The Tom Steyer I Know

Of all the billionaires I know, Tom Steyer is my favorite.

I had dinner and drinks with him and a handful of activists in Hermosa Beach a few years ago and found him to be about as as down to earth, smart and interesting as the guys I like to hang with.

March 11 2016
(photo by Al Muratsuchi)

You may have seen one of Tom Steyer’s video ads on-line or on television calling for the impeachment of President Trump.  Trump noticed them and called Steyer “wacky & totally unhinged.”  Nancy Pelosi criticized Steyer and his calls for impeachment as “not helpful.”

I think Steyer is dead solid perfect right-on and I’m glad somebody has the courage and vision to say the obvious. I’m especially glad it’s him.

Most of us in the environmental movement know who Steyer is, and we’re well aware of his work as a political and climate action activist, but plenty of folks I run into haven’t heard of him yet.

With Steyer seriously considering a run for Diane Feinstein’s US Senate seat and his ongoing impeachment campaign it won’t be long before Steyer’s recognition numbers go beyond the current 25% of voters who say they know enough about him to form an opinion.

I know plenty of elected representatives at all levels, I know my fair share of CEOs and celebrities too, but I don’t personally know a one of them as tough, determined, authentic and genuine as Tom Steyer.

It wasn’t because I knew Steyer from working with him at the Breakfree From Oil rally in DTLA in May of 2016.

It was because I had spent an afternoon with him a week earlier touring L.A. urban oil drilling sites in a van full of local activists who have been working on the issue for years.

Steyer’s Next Gen climate folks asked if I could help reach out to Stand LA, People Not Pozos and other groups I knew who were experts on the issue and would be willing to give him a tour.

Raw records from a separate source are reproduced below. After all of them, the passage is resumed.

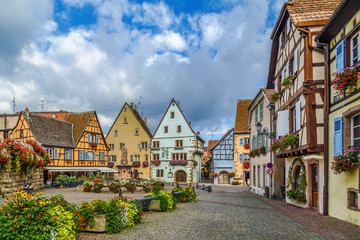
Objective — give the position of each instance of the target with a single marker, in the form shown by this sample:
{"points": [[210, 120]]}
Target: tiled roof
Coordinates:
{"points": [[50, 131], [79, 121], [311, 10], [242, 114]]}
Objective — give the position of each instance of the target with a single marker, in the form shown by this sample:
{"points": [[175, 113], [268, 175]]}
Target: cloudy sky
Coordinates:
{"points": [[81, 55]]}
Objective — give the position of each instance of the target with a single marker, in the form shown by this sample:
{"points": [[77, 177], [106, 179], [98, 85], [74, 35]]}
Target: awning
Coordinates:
{"points": [[80, 169]]}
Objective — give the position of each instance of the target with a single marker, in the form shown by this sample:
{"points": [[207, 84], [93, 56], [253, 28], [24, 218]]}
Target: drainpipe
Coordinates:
{"points": [[326, 132]]}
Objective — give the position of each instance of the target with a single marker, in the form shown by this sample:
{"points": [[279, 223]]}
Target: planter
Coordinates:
{"points": [[99, 225]]}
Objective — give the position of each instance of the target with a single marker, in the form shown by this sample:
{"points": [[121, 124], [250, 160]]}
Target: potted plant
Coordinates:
{"points": [[73, 182], [62, 180]]}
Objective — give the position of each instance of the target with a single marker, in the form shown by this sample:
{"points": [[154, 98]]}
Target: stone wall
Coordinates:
{"points": [[11, 182]]}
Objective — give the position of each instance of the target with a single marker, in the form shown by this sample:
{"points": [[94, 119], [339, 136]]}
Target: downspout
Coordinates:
{"points": [[326, 132]]}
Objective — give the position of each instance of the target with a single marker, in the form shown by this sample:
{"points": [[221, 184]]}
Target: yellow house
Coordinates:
{"points": [[129, 139], [341, 37], [242, 143]]}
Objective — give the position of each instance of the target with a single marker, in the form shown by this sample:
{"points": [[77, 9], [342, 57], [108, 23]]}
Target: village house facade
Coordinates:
{"points": [[223, 159], [242, 143], [297, 74], [75, 146], [129, 132], [174, 140], [341, 38]]}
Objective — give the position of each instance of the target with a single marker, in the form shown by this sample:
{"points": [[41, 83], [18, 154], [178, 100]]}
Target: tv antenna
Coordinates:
{"points": [[14, 104], [42, 104]]}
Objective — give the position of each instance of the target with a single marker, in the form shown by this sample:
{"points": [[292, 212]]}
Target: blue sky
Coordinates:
{"points": [[81, 55]]}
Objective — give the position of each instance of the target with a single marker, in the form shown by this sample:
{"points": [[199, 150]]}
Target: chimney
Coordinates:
{"points": [[27, 112]]}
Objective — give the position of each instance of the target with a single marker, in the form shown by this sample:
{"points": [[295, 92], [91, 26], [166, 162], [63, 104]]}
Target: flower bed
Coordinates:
{"points": [[178, 162], [23, 156], [290, 140], [344, 79], [344, 163]]}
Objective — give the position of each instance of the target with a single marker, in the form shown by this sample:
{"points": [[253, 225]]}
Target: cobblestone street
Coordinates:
{"points": [[231, 212]]}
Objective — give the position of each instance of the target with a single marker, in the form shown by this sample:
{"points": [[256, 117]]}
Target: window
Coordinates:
{"points": [[340, 56], [156, 156], [178, 143], [160, 173], [352, 198], [355, 133], [179, 156], [67, 154], [111, 147], [56, 153], [156, 144], [144, 145], [81, 155], [355, 50], [256, 115], [101, 156]]}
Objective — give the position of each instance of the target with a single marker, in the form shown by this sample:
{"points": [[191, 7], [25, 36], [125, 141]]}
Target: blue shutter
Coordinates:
{"points": [[338, 136], [241, 157], [340, 56]]}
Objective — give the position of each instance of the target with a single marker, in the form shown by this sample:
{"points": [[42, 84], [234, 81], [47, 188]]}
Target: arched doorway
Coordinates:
{"points": [[180, 176], [224, 178]]}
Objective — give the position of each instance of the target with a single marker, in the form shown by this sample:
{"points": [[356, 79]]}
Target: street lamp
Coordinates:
{"points": [[270, 135]]}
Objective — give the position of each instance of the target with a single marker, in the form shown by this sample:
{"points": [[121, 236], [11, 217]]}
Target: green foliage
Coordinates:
{"points": [[61, 179]]}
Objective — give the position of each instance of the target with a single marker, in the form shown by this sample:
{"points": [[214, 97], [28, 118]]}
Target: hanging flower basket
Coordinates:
{"points": [[276, 96], [156, 162], [345, 79], [246, 164], [136, 164], [344, 163], [178, 162]]}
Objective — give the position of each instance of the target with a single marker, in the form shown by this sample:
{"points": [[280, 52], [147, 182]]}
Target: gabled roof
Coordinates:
{"points": [[226, 134], [80, 122], [241, 115], [173, 100], [343, 13], [50, 131]]}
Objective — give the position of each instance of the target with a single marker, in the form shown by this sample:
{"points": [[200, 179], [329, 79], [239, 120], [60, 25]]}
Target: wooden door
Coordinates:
{"points": [[315, 181], [180, 176], [224, 178]]}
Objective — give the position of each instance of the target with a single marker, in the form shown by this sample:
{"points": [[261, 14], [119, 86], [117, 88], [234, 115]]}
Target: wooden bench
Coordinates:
{"points": [[145, 202], [203, 187]]}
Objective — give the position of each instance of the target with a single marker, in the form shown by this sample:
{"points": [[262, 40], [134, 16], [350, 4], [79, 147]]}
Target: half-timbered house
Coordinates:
{"points": [[297, 74], [76, 146], [223, 158], [341, 38]]}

The Next Gen team insisted on no press or social media promoting or covering the tour. This wasn’t about publicity for Steyer.

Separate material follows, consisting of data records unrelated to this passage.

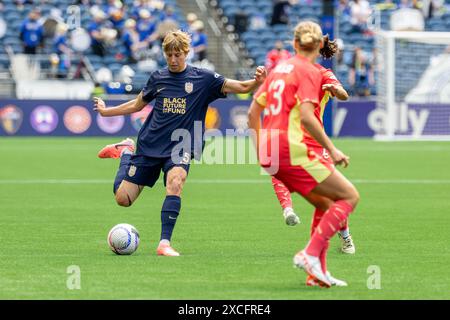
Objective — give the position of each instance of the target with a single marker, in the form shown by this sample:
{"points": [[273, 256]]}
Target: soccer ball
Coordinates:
{"points": [[123, 239]]}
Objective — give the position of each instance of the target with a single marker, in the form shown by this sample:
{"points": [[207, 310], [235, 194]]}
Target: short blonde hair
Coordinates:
{"points": [[177, 41], [308, 34]]}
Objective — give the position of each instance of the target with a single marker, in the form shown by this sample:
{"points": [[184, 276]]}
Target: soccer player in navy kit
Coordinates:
{"points": [[182, 94]]}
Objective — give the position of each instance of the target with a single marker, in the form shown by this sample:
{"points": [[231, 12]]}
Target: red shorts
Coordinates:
{"points": [[304, 178]]}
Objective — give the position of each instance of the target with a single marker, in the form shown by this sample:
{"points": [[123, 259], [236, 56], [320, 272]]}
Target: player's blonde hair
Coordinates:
{"points": [[177, 41], [308, 34]]}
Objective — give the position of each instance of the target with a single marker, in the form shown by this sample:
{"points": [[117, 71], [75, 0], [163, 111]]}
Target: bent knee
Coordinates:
{"points": [[353, 197], [123, 199], [175, 185]]}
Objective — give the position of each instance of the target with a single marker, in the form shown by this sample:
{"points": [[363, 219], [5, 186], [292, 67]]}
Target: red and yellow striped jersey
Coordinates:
{"points": [[291, 83]]}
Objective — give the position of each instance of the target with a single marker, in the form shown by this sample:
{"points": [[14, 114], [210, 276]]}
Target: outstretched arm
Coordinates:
{"points": [[254, 122], [125, 108], [336, 91], [236, 86]]}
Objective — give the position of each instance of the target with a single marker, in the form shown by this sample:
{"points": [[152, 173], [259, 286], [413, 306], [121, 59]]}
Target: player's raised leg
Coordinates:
{"points": [[345, 197], [125, 192], [170, 210], [284, 197], [347, 245]]}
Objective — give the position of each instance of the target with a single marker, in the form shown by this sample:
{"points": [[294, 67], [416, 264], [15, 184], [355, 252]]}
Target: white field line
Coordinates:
{"points": [[218, 181]]}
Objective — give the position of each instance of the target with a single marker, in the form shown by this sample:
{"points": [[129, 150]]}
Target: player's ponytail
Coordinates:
{"points": [[329, 48], [308, 34], [177, 41]]}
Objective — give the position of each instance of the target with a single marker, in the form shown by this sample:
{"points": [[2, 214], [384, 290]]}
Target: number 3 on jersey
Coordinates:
{"points": [[276, 88]]}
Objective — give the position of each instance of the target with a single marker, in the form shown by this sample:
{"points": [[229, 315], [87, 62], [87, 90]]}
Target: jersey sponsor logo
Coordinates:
{"points": [[132, 171], [186, 158], [138, 118], [284, 68], [44, 119], [77, 119], [212, 119], [11, 118], [238, 117], [160, 89], [188, 87], [174, 105], [110, 125]]}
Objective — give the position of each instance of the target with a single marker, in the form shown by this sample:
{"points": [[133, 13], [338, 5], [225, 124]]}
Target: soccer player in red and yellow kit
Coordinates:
{"points": [[293, 128], [331, 87]]}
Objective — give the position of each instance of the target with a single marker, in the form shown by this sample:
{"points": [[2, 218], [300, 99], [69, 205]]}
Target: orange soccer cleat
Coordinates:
{"points": [[311, 265], [165, 249], [115, 150]]}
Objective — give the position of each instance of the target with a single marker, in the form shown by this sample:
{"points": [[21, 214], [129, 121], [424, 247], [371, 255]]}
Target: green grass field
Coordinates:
{"points": [[57, 206]]}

We met at the Mercado La Paloma, got into a van and headed out to the first of 4 sites where fracking and oil drilling were happening just feet from peoples homes and bedroom windows.

The notorious Jefferson oil Facility. (all photos (c) Joe Galliani
The Jefferson Facility is this close to the apartment building on this side of the wall. Sometimes men in hazmat suits work with toxic chemicals while kids who live in the apartments play on the other side of the wall.

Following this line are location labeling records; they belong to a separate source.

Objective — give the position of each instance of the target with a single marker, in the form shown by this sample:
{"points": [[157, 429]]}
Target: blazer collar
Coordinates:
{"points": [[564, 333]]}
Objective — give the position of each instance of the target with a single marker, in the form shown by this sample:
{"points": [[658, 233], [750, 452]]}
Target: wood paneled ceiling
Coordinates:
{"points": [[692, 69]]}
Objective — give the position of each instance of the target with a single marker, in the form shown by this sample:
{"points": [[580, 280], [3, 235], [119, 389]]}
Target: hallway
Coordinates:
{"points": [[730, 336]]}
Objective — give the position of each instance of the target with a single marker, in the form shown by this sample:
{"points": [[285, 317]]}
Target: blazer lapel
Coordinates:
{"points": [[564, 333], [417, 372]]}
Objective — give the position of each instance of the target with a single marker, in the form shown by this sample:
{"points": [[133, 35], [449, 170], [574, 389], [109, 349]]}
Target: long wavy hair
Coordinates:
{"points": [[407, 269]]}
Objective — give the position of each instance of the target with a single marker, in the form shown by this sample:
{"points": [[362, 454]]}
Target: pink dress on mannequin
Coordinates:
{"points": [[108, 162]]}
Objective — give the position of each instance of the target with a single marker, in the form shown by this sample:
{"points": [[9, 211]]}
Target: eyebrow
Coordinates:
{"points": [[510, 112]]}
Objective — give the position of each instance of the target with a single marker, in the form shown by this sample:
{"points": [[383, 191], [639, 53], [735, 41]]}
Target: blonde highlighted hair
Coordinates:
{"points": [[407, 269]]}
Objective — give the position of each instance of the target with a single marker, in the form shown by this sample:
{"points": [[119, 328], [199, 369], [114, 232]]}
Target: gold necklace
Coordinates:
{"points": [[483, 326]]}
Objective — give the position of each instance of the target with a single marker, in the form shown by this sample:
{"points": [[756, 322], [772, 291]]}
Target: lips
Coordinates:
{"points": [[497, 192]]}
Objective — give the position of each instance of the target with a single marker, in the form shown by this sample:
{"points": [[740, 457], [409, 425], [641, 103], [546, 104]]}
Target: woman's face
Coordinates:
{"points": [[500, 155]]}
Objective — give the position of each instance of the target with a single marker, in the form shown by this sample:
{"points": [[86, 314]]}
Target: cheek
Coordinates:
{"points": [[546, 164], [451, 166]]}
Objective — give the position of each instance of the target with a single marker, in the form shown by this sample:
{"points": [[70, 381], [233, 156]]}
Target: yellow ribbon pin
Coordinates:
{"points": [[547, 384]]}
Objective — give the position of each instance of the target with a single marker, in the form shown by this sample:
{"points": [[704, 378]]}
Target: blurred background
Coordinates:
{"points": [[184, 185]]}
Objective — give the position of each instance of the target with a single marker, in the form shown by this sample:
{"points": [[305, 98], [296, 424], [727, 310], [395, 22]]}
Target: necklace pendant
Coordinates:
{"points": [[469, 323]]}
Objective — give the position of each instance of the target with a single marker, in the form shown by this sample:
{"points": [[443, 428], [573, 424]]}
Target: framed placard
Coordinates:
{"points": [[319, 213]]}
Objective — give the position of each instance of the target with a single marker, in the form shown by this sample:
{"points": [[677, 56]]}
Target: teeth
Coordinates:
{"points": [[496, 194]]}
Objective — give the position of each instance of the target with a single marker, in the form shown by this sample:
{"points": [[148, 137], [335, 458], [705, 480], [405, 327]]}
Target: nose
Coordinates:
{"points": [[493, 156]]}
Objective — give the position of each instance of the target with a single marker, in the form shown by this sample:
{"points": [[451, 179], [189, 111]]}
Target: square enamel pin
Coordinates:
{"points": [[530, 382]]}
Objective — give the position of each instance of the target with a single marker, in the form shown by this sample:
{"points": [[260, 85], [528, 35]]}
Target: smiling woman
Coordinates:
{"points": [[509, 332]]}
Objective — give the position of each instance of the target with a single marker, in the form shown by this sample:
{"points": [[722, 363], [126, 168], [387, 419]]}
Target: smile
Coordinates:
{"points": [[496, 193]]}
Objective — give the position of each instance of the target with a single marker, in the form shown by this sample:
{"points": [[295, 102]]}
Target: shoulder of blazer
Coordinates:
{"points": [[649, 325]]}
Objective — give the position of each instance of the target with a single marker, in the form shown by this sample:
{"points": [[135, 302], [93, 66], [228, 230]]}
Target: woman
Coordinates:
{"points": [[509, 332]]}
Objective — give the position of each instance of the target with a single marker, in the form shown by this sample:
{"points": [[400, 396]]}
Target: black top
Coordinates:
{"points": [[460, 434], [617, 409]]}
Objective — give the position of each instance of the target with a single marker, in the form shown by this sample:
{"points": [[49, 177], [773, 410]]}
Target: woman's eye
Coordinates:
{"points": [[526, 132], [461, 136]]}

But before we got to the first site, a pale and pained-looking Steyer asked if we could pull over and stop the van for a moment to let him out to get some air.  He apologized for slowing us down, “…but I’ve been dealing with these kidney stones and they’ve kicked up again. I just need a minute or two,” he said as calmly as if it were a phone-call he had to take.

“Damn,” I thought. Kidney stones. The male equivalent of giving birth pain. No way we were going to be able to do this tour today. Bummer.

The van pulled over on the USC campus and Tom excused himself as he climbed out and took a little walk down the block before doubling over in obvious pain when he thought he was out of sight.  Maybe he even threw up a little.

But somehow within just a couple of minutes he composed himself, stood straight up, and headed back over to the van.

Okay,” he said. “I’m good. Thanks so much for stopping.  Let’s go.

Pretty much everyone in the van said, “Oh no, we can do this some other time when you’re feeling better. There’s no need to torture yourself today.

But Tom said, “No, I’m fine. I appreciate it, but this is really important and I’m good to go.   Thanks.”

And off we went to the first site. Steyer didn’t want to talk about his kidney stones at all and stayed focused on what was going on with the people who lived next to these toxic sites and the community’s history of fighting against them. I was amazed and impressed.

The infamous AllenCo site where the EPA ignored complaints until one of their inspectors was overcome from the toxic fumes.



We had to stop the van a few more times for Tom to get out and recoup. And each time he did just that. I don’t know how he did so other than sheer mind over matter. But he sure didn’t want to make any big deal about it. And I thought to myself, “He doesn’t want to make this about himself at all.”

And that is fucking rare not only for a high profile billionaire, but for almost any man I know.  Especially the ones involved in politics. Steyer did so much more listening than talking – and the talking he did was in the form of questions.

Steyer at the Jefferson urban oil site, listening to the residents’ stories.

By the time we were done he understood what was going down and how the people of the inner city were being screwed and abused. And he wasn’t happy about it.

And I understood what a tough son of bitch Tom Steyer was both physically and mentally.

After many years of doing the work I’ve done, very few men have earned my real respect and admiration.

Tom Steyer did that day. And he’s continued to build on that with each step he takes.

Now that a year-and-a-half has gone by, I hope he won’t mind that I’ve told this story.

He’s not the kind of guy to tell it himself.